Another interesting technology, the article as usual omitting critical info: what’s the cost & efficiency of the PV components? Selective conversion of wavelengths, transparent to others, is novel for some applications but significantly limits the energy extracted; not saying it’s not worthwhile, just that it has a specialized application that may or may not benefit cost-wise.
Remember: the absolute upper limit for solar power is 1300 watts per square meter; various factors (efficiency, conversion loss, etc) reduce the practical peak energy extraction to 130 W/m^2, with other factors (angle, night, clouds, etc) reducing average long-term collection down around 13 W/m^2. By further discarding visible light & other wavelengths, we’re down to maybe 1 W/m^2. If the greenhouse surface is 1000 m^2, maybe it’s just better to use regular PV on an adjacent 100m^2 space. (Back of napkin SWAGs here.)
Interesting, yes. Exploring options for expanding solar power collection is a good thing. Solid-state localized power production promotes self-sufficiency.
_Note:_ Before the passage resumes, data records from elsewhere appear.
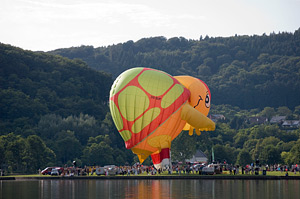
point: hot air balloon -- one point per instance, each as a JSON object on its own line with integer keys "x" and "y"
{"x": 150, "y": 108}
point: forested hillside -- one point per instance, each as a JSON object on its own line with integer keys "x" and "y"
{"x": 50, "y": 107}
{"x": 54, "y": 110}
{"x": 243, "y": 71}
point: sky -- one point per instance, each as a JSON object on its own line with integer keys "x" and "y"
{"x": 44, "y": 25}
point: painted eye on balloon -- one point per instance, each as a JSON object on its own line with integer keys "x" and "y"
{"x": 200, "y": 98}
{"x": 207, "y": 101}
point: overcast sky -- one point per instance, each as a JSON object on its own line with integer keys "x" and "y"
{"x": 51, "y": 24}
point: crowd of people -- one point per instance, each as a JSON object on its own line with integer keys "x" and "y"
{"x": 137, "y": 169}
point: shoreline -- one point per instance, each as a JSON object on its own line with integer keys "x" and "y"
{"x": 132, "y": 177}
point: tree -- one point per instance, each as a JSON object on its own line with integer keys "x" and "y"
{"x": 98, "y": 151}
{"x": 37, "y": 154}
{"x": 67, "y": 147}
{"x": 268, "y": 112}
{"x": 270, "y": 155}
{"x": 244, "y": 158}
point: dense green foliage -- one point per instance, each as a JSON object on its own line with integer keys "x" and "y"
{"x": 54, "y": 110}
{"x": 244, "y": 71}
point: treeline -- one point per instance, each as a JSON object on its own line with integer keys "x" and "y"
{"x": 244, "y": 71}
{"x": 54, "y": 110}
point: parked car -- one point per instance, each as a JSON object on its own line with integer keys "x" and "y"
{"x": 54, "y": 172}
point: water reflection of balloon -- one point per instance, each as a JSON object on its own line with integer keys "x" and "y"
{"x": 150, "y": 108}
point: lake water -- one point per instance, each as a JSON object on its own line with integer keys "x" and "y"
{"x": 236, "y": 189}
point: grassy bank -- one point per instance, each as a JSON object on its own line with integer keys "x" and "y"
{"x": 174, "y": 174}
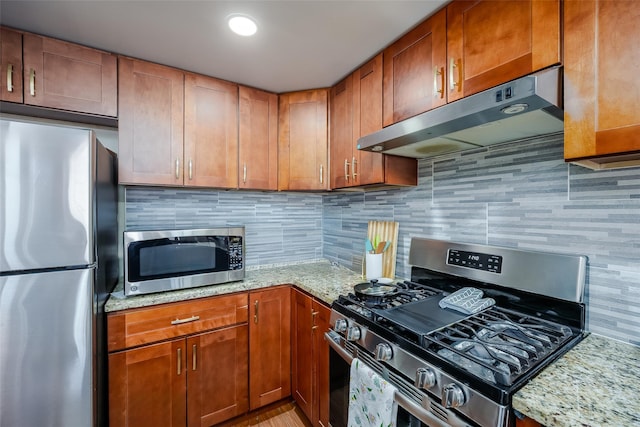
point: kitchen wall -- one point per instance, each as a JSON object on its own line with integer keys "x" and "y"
{"x": 521, "y": 196}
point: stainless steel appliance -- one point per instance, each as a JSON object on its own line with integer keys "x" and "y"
{"x": 164, "y": 260}
{"x": 454, "y": 368}
{"x": 523, "y": 108}
{"x": 58, "y": 263}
1) The amount of photovoltaic material required is confined to a thin strip around the outside of the rectangular panel. The collector area is much, much larger, but it is simply doped glass (or plastic). Such "edge cell" collectors have been done before.
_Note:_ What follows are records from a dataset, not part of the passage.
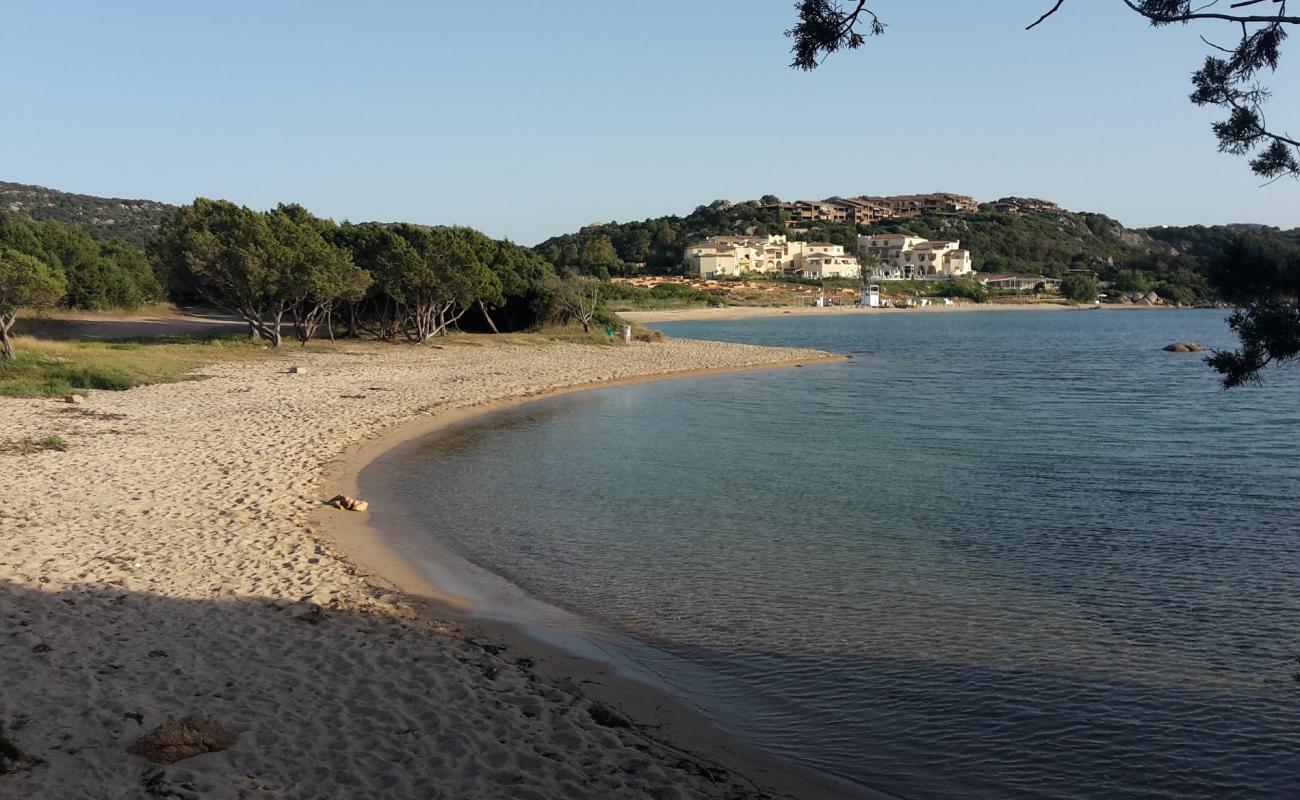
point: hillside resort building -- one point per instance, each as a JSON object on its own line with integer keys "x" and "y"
{"x": 893, "y": 256}
{"x": 900, "y": 256}
{"x": 732, "y": 256}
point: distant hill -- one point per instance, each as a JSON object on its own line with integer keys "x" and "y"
{"x": 134, "y": 221}
{"x": 1207, "y": 241}
{"x": 1049, "y": 242}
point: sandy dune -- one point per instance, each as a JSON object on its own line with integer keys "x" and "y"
{"x": 165, "y": 565}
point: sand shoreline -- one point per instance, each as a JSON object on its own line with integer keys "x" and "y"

2) The construction of the greenhouse absorbs the whole cost of the support structure and land for the photocells, and turns that investment from a "sunk" cost into a profit generator instead
The combination of the two offers the potential of reducing cost and increasing income of the total system. I like the "outside the box" thinking that is evidenced.
Yes, there are a lot of details that would be nice to have, but R&D mag is a technology survey focussed source, not one that offers exhaustive analysis.